Clive Eksteen

Personal information
- Full name: Clive Edward Eksteen
- Born: 2 December 1966 (age 59) Johannesburg, South Africa
- Batting: Right-handed
- Bowling: Slow left-arm orthodox

Career statistics
| Competition | Test | ODI |
| Matches | 7 | 6 |
| Runs scored | 91 | 6 |
| Batting average | 10.11 | – |
| 100s/50s | 0/0 | 0/0 |
| Top score | 22 | 6* |
| Balls bowled | 1,536 | 222 |
| Wickets | 8 | 2 |
| Bowling average | 61.75 | 90.50 |
| 5 wickets in innings | 0 | 0 |
| 10 wickets in match | 0 | 0 |
| Best bowling | 3/12 | 1/26 |
| Catches/stumpings | 5/– | 3/– |
- Source: CricInfo, 25 January 2006

= Clive Eksteen =

South African cricketer (born 1966)

Clive Edward Eksteen (born 2 December 1966) played seven Test matches and six One Day Internationals for South Africa. In sixteen seasons at Transvaal (later Gauteng) he took 398 wickets at 30.05, also captaining the team for three seasons.

In March 2018 Eksteen was one of two Cricket South Africa (CSA) officials who were suspended after posing for a photograph with fans wearing Sonny Bill Williams masks in Port Elizabeth during the second Test between the Proteas and Australia. The masks appeared following a series of incidents involving David Warner and the South African cricket team and cricket fans in South Africa. The masks are in reference to a past encounter between David Warner's wife and Sonny Bill Williams.

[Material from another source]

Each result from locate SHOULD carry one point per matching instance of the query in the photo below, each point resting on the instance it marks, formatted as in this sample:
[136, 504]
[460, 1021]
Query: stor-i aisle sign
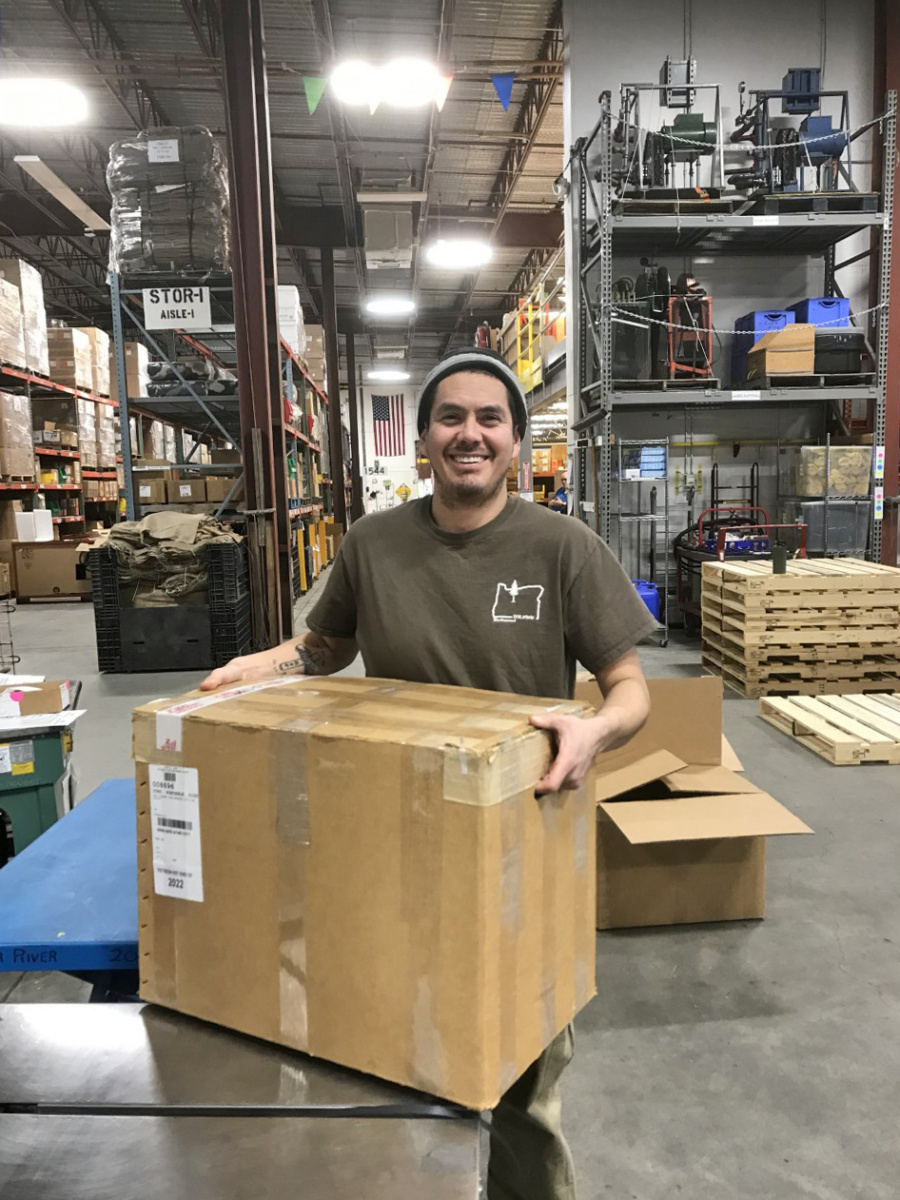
[184, 306]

There was wide spread condemnation of a player's wife being "dragged through the mud" as an attempt "to shame her for her past."

Eksteen in May 2018 was allowed back to work at the CSA.

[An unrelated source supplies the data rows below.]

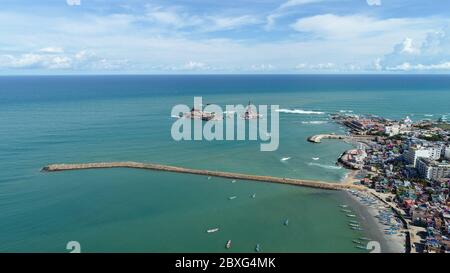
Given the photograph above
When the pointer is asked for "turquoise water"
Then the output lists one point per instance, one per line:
(98, 118)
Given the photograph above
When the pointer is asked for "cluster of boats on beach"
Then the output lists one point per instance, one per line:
(385, 215)
(355, 225)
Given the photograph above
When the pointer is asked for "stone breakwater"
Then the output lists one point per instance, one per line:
(230, 175)
(349, 138)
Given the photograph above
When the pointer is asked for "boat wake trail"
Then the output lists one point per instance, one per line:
(300, 111)
(330, 167)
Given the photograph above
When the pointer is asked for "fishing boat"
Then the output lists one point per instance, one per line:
(249, 114)
(357, 228)
(258, 248)
(228, 245)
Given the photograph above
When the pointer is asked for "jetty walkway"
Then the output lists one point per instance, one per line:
(318, 138)
(230, 175)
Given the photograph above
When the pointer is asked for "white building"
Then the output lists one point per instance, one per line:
(392, 130)
(430, 169)
(412, 154)
(447, 153)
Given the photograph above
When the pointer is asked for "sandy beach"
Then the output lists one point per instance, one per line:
(373, 228)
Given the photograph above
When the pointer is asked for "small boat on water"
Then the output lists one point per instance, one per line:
(228, 245)
(258, 248)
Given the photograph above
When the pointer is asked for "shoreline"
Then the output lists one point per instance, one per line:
(373, 228)
(376, 229)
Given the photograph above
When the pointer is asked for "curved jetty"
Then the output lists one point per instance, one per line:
(158, 167)
(318, 138)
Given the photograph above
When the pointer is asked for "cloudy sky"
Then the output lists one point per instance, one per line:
(229, 36)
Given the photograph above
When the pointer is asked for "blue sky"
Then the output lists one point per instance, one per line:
(212, 36)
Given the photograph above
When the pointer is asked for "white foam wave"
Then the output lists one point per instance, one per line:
(300, 111)
(314, 122)
(330, 167)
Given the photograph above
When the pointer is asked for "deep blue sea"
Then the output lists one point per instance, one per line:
(69, 119)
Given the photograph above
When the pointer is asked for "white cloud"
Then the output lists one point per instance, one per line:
(177, 18)
(349, 26)
(433, 54)
(73, 2)
(172, 17)
(32, 60)
(262, 67)
(283, 9)
(226, 23)
(56, 60)
(374, 2)
(317, 66)
(51, 50)
(194, 66)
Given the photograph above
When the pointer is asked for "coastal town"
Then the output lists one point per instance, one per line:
(406, 165)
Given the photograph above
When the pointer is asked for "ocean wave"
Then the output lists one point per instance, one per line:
(314, 122)
(300, 111)
(330, 167)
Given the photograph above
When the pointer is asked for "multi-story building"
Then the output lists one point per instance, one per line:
(447, 153)
(432, 170)
(412, 154)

In October 2019, he was suspended from his position as commercial manager of Cricket South Africa along with interim director Corrie van Zyl and chief operating officer Naasei Appiah for alleged non-payment of commercial rights fees during 2018 Mzansi Super League. He later won his CCMA case for unlawfull dismissal. Further investigations by the CSA board later revealed in the Fundudzi report that former CEO Thabang Moroe and Naasei Appiah were responsible for the delay in payment.